Het volgende artikel wordt ingevoegd:

„Artikel 20 bis

Bij wijze van afwijking van artikel 14 mogen de bevoegde autoriteiten in de lidstaten, als vermeld op de websites in bijlage III, onder voorwaarden die zij als passend beschouwen machtiging verlenen voor de overdracht door of via een in bijlage II of II bis vermelde financiële entiteit van tegoeden of economische middelen, indien de overdracht verband houdt met een betaling door een persoon of entiteit die niet voorkomt op een van de lijsten in bijlage II of II bis met betrekking tot het verlenen van financiële bijstand aan Syrische onderdanen die een opleiding of beroepsopleiding volgen of bezig zijn met academisch onderzoek in de Unie, mits de bevoegde autoriteit van de betrokken lidstaat voor elk afzonderlijk geval heeft vastgesteld dat de betaling niet rechtstreeks of onrechtstreeks wordt ontvangen door een in bijlage II of II bis vermelde persoon of entiteit.”.

5)

Artikel 21 bis komt als volgt te luiden:

„Artikel 21 bis

1.   Bij wijze van afwijking van artikel 14, mogen de bevoegde autoriteiten in de lidstaten, als vermeld op de websites in bijlage III, onder voorwaarden die zij als passend beschouwen machtiging verlenen voor:

a)

een overdracht van tegoeden of economische middelen, ontvangen en bevroren na de datum van aanwijzing, door of via de Centrale Bank van Syrië, indien de overdracht verband houdt met een betaling die verschuldigd is uit hoofde van een specifiek handelscontract, of

b)

een overdracht van tegoeden of economische middelen naar of via de Centrale Bank van Syrië, indien de overdracht verband houdt met een betaling die verschuldigd is uit hoofde van een specifiek handelscontract,

mits de bevoegde autoriteit van de betrokken lidstaat per geval heeft vastgesteld dat de betaling niet direct of indirect ten goede komt van een in bijlage II of II bis vermelde persoon of entiteit en mits de overdracht niet anderszins door deze verordening is verboden.

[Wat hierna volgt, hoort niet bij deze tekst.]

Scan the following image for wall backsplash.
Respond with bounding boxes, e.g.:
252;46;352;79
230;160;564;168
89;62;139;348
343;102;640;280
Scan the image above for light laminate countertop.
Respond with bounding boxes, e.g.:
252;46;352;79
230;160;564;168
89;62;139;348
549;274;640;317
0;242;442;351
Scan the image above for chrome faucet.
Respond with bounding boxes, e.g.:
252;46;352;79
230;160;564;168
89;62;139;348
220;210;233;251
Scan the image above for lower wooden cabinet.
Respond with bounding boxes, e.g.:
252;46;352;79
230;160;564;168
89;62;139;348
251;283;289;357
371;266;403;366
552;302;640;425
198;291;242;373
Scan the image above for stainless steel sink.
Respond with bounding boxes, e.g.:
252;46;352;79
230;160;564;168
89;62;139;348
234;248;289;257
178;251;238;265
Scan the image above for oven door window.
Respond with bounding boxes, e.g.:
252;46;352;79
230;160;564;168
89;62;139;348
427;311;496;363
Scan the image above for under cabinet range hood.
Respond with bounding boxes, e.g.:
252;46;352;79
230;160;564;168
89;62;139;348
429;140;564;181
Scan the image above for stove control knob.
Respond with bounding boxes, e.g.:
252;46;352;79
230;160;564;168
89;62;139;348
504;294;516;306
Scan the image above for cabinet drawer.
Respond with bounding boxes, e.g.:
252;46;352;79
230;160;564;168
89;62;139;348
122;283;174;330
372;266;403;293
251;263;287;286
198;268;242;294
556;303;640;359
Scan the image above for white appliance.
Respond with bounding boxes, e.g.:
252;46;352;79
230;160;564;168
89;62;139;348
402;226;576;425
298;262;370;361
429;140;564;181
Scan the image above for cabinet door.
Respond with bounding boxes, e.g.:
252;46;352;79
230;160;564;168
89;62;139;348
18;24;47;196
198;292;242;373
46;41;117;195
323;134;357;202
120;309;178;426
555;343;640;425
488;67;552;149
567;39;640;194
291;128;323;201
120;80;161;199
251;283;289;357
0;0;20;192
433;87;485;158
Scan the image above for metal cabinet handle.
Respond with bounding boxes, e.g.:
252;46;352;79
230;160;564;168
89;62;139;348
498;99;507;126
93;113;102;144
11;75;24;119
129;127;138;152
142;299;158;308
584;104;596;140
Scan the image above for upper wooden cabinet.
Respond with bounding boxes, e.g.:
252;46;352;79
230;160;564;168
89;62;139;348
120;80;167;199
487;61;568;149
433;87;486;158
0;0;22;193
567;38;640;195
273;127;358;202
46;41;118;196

2.   Bij wijze van afwijking van artikel 14, mogen de bevoegde autoriteiten in de lidstaten, als vermeld op de websites in bijlage III, onder voorwaarden die zij als passend beschouwen machtiging verlenen voor een overdracht door of via de Centrale Bank van Syrië van bevroren tegoeden of economische middelen, teneinde financiële instellingen die onder de rechtsbevoegdheid van de lidstaten vallen, te voorzien van liquiditeit voor de financiering van de handel.”.

Artikel 2

Deze verordening treedt in werking op de dag na die van de bekendmaking ervan in het Publicatieblad van de Europese Unie.

Deze verordening is verbindend in al haar onderdelen en is rechtstreeks toepasselijk in elke lidstaat.

Gedaan te Brussel, 24 september 2012.

Voor de Raad

De voorzitter

A. D. MAVROYIANNIS


(1)  PB L 319 van 2.12.2011, blz. 56.

(2)  PB L 16 van 19.1.2012, blz. 1.

(3)  PB L 196 van 24.7.2012, blz. 59.

(4)  PB L 302 van 19.10.1992, blz. 1.”.

(5)  PB L 253 van 11.10.1993, blz. 1.”.